Objective: To construct the double-subunit co-expression plasmid P(+)/IL-12 to fulfill the gene therapy.

Methods: The full length cDNAs of P40 and P35, two subunits of hIL12, were amplified from the reverse transcription production of human embryo kidney using polymerase chain reaction (PCR) and respectively cloned into eukaryotic expression vector pcDNA3.1(+/-) to construct the single-subunit plasmids--P(+)/P40 and P(-)/P35. Then we linked cDNAs of P40 and P35 tandem and cloned them into pcDNA3.1(+) to get P(+)/IL-12 plasmid. The hIL-12 protein in supernate was detected with enzyme-linked immunoabsorbent assay (ELISA) after P(+)/IL-12 was transfected into HepG2 through liposome.

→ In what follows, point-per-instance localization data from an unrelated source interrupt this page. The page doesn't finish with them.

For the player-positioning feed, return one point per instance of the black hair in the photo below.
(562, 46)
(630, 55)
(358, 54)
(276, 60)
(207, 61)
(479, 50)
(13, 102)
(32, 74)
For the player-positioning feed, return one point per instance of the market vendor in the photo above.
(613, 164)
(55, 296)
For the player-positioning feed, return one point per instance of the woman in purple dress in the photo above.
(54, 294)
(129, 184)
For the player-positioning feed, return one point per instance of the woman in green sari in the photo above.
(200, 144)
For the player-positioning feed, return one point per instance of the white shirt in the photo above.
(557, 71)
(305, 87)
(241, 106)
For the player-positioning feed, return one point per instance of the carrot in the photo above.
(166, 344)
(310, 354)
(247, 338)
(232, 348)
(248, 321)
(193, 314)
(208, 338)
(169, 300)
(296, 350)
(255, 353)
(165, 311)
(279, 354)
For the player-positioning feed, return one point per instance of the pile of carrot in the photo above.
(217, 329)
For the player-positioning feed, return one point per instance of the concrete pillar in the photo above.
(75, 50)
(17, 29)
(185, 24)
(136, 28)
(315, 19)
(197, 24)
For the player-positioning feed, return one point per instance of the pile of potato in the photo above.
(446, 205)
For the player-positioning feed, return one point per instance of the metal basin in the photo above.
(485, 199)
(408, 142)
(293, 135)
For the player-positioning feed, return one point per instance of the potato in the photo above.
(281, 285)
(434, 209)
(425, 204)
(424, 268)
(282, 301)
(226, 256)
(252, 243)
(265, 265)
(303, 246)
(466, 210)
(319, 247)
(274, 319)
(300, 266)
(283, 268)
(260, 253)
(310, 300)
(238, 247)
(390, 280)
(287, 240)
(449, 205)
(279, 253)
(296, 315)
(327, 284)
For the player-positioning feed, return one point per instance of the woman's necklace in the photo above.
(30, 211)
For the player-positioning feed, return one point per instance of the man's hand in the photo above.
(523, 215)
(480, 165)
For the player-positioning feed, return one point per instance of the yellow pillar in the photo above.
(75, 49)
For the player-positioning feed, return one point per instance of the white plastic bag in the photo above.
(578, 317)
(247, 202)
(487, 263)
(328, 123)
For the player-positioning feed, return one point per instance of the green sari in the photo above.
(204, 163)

Results: The plasmid of P(+)/IL-12 was testified using enzyme cutting and sequencing analysis. ELISA showed that hIL-12 protein could be expressed after transfecting into HepG2.

Conclusion: The successful construction of P(+)/IL-12 plasmid can not only simplify the operation steps but also mimic hIL-12 physiological expression style in the gene therapy, thus laying the foundation for the use of hIL-12 in the gene therapy.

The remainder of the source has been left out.